My Cancer Journey

2/8/2017
My Post-Chemo Vacation Dreams

One thing I'm learning on my cancer journey, is to take it one day at a time.
And plan for the future.
I've already decided on long hot pink hair IF mine should decide to fall out.
My next plan is my post-chemo vacation.
A place where I can relax and recoup with no stress, no iv bags, no tubes or needles or nausea.
So, where should I go?


Local to NC of course, and my favorite rest spot
See that soft tan sand?
The beautiful blue green water?
The softly lapping waves?

And right in the middle of this picture,
picture me,
laying in a hammock 
in my hot pink wig.
lol

I am a history buff, I love stories of how this country started.
So what's a trip without a little learning?
We have talked about seeing this every
time we go to the beach, and never get there.
But since this trip I am not going to be in
hiking form, sitting and watching
Ghosts of The Lost Colony
is a good choice.



Now when I'm tired and just need some quiet time, I'll send Chuck and the kids to
Jockey's Ridge State Park,
the world's largest sand dune.
I'll be sitting on the beach again,
having some alone time with my son who I never get to see as much as I want since he grew up and moved out of state.

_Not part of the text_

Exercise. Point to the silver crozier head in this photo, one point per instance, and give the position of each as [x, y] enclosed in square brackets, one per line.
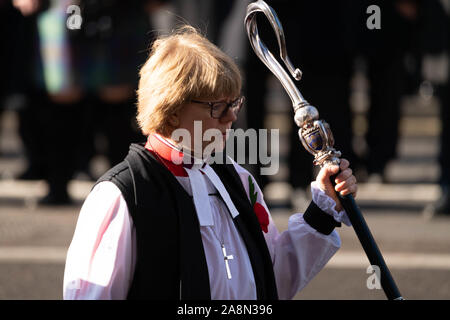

And for our last night there,
nothing is more fun than some interactive
action.  And this
OBX Mystery Dinner
looks like a blast.

Does any of this look like fun to you?
Be blessed,
Debbi



01/16/17

My Cancer Journey


Yep.
This is my life now.
Which is why my posts have been sooooo spread out lately.

Today I have stage 2A
adenocarcinoma. 
Otherwise known as lung cancer.

You can read the beginnings of my health issues here
and here.

And here is where I am today...
doctor appointment after doctor appointment after doctor appointment.  I now have my GP who is watching my diabetes, which is mostly under control.  In fact, my latest A1C says that I am NOT diabetic anymore.  Yippee!!!
I also have a cardiologist, a pulmonary doctor, a surgeon specialist, an oncologist....and her whole team, and this week I get to meet a new surgeon who is going to give my a port-a-cath, which is a small device implanted under the skin where they can hook me up for my chemotherapy treatments.  In fact, I have a doctors appointment every day this week.
So much for a regular life right now.

But it's not all doom and gloom.

After my surgery they only found a few cancer cells in 2 out of 7 lymph nodes (which is what bumped me up to stage 2A) so it is very early and the doctors are very optimistic that the chemo will be successful, and I will only need 4 treatments over the next 12 weeks.  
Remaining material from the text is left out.